Zero-copy deserialization in Julia

Published 2018-08-28

While working with RelationalAI I wrote Blobs.jl, a library for zero-copy deserialization in Julia. Not super exciting in itself, but it nicely demonstrates the kinds of zero-overhead abstractions that are possible in Julia.

The problem

Folks at RelationalAI want to build various complex on-disk data-structures, with these constraints:

Additionally, the query compiler reading these data-structures is written in Julia. We still could implement the data-structures in C, but then the query compiler wouldn't be able to benefit from specializing on the types of the data-structures.
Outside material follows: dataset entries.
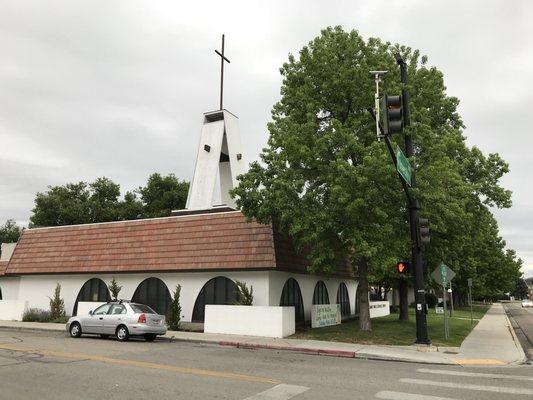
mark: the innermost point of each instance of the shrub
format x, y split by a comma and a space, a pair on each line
36, 315
245, 297
174, 315
57, 305
115, 289
39, 315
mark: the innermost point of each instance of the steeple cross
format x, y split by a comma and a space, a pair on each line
222, 59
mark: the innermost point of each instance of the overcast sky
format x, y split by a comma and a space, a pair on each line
118, 88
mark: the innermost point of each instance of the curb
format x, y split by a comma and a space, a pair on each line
517, 343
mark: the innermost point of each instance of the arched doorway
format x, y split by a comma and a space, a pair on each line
343, 299
219, 290
291, 296
320, 295
154, 293
94, 289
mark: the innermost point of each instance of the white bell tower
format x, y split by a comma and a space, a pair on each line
219, 152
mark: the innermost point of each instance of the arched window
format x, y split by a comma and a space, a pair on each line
219, 290
320, 295
291, 296
343, 299
93, 290
154, 293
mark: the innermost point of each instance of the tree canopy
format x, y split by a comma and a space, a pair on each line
10, 232
100, 201
332, 185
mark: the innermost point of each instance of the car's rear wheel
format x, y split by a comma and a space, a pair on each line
75, 329
122, 333
150, 337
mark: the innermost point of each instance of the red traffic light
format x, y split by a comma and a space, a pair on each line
403, 267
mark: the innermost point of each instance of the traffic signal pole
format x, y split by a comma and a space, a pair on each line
414, 208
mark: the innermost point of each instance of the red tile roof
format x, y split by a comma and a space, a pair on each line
220, 241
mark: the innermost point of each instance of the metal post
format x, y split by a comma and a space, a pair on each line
446, 333
470, 301
451, 299
414, 207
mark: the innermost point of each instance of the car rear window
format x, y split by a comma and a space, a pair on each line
142, 308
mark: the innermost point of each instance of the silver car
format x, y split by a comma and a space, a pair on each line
120, 318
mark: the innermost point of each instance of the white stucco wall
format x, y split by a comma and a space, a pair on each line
307, 285
266, 321
267, 287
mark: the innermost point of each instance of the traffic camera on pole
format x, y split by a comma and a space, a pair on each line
403, 267
392, 120
423, 234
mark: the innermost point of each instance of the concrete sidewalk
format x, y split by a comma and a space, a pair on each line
492, 342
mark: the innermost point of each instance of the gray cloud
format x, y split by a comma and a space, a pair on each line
118, 88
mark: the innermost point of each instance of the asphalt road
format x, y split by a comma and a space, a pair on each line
39, 365
522, 320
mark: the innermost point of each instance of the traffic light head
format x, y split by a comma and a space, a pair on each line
403, 267
392, 120
424, 236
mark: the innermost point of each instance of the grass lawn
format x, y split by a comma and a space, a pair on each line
389, 330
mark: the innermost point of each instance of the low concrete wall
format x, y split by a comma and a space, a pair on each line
250, 320
379, 309
85, 306
12, 310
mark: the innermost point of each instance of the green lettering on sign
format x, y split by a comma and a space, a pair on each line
403, 166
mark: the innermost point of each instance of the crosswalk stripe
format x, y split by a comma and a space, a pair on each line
474, 374
388, 395
279, 392
496, 389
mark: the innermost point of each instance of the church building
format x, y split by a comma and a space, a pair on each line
205, 248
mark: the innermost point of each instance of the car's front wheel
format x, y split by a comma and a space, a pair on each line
122, 333
75, 330
150, 337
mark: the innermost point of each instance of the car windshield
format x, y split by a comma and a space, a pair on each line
139, 308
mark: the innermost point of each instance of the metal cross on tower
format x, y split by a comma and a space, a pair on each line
222, 59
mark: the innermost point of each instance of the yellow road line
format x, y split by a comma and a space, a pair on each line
478, 361
144, 364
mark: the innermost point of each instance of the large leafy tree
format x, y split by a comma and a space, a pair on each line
331, 184
100, 201
162, 194
10, 231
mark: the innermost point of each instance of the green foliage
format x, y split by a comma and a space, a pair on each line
99, 201
38, 315
162, 194
245, 296
57, 305
520, 290
10, 232
115, 289
332, 186
174, 315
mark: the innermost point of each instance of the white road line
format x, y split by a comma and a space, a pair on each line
474, 374
387, 395
484, 388
279, 392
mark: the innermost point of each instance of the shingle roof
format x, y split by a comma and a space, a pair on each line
221, 241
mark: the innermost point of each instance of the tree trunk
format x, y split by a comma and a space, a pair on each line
362, 292
403, 291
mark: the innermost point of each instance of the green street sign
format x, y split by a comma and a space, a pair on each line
403, 166
443, 274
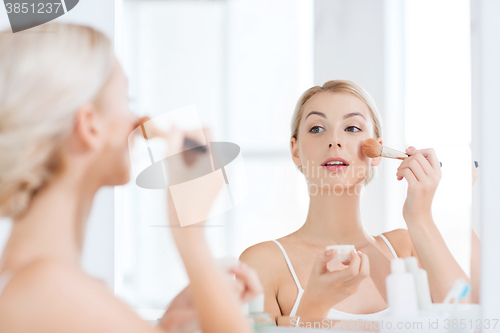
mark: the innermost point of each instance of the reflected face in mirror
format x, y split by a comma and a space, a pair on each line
334, 125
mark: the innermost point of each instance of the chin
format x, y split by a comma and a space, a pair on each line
338, 185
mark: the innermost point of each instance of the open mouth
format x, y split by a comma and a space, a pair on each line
335, 162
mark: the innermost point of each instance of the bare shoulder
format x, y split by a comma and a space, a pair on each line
266, 258
261, 254
401, 242
62, 298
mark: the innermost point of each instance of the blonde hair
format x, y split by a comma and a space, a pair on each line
45, 76
338, 86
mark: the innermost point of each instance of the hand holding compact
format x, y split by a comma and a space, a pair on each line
326, 288
422, 171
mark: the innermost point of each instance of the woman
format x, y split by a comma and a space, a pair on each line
64, 124
329, 126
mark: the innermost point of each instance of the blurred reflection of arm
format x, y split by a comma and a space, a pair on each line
475, 264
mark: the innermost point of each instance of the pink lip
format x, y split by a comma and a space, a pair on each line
335, 167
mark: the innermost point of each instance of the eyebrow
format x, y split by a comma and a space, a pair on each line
321, 114
349, 115
354, 114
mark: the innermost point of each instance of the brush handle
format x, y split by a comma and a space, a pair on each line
393, 153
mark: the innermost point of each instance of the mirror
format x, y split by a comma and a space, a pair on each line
245, 64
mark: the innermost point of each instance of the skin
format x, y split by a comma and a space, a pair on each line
50, 292
334, 218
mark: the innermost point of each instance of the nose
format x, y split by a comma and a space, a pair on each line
338, 145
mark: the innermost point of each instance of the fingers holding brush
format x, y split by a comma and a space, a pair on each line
423, 173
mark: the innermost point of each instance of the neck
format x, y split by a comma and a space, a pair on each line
335, 219
53, 226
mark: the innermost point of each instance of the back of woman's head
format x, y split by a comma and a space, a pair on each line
45, 76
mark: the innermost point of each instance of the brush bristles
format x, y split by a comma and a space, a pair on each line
153, 131
371, 148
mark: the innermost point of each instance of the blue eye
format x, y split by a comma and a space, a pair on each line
315, 129
353, 129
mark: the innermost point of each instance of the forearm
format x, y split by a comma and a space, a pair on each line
310, 308
218, 309
442, 268
475, 266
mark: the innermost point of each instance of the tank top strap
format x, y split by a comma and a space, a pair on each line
389, 246
289, 263
5, 277
295, 278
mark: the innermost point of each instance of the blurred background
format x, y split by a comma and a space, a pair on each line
244, 64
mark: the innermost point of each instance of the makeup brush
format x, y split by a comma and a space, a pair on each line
154, 132
372, 149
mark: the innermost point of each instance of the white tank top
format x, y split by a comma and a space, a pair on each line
4, 279
333, 313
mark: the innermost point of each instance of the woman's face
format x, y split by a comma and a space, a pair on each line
332, 130
118, 122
In other words, there is a potential performance boost if we can do the whole thing in Julia.

Let's even throw in some additional constraints:

Building blocks

Julia offers pointers:

julia> p = Libc.malloc(2^5)
Ptr{Nothing} @0x00000000019887a0

Pointers are typed, but we can cast them to other types freely:

julia> p = convert(Ptr{Int64}, p)
Ptr{Int64} @0x00000000019887a0

julia> unsafe_store!(p, 42)
Ptr{Int64} @0x00000000019887a0

julia> unsafe_load(p)
42

julia> unsafe_store!(p+1, 0)
Ptr{Int64} @0x00000000019887a1

julia> unsafe_load(p+1)
0

And we can use any plain-old-data type, not just primitives:

julia> struct Foo
         x::Int64
         y::Float64
         z::Bool
       end

julia> p = convert(Ptr{Foo}, p)
Ptr{Foo} @0x00000000019887a0

julia> unsafe_store!(p, Foo(42, 3.14, false))
Ptr{Foo} @0x00000000019887a0

julia> unsafe_load(p)
Foo(42, 3.14, false)

In type-stable code, these operations compile down to the corresponding llvm primitives, producing the same asm you would expect from C:

julia> function f(p)
         p += sizeof(Int64) # skip Foo.x
         p = convert(Ptr{Float64}, p)
         unsafe_load(p) # read Foo.y
       end
f (generic function with 1 method)

julia> @code_native f(p)
	.text
; Function f {
; Location: REPL[11]:5
; Function unsafe_load; {
; Location: pointer.jl:105
; Function unsafe_load; {
; Location: REPL[11]:2
	vmovsd	8(%rdi), %xmm0          # xmm0 = mem[0],zero
;}}
	retq
	nopw	%cs:(%rax,%rax)
;}

But like C they are totally unsafe:

julia> unsafe_load(p+2^32)

signal (11): Segmentation fault

And they require us to do all our offset calculation and pointer arithmetic by hand.

Blobs

The Blobs library just adds some structure on top of these building blocks, while still compiling down to efficient native code.

julia> using Pkg

julia> Pkg.add(PackageSpec(url="git@github.com:jamii/Blobs.jl.git", rev="c1c906"))
...

julia> using Blobs

Blobs are created from raw pointers:

julia> b = Blob{Foo}(Libc.malloc(2^5), 2^5)
Blob{Foo}(Ptr{Nothing} @0x0000000003a2fdc0, Ptr{Nothing} @0x0000000003a2fdc0, 32)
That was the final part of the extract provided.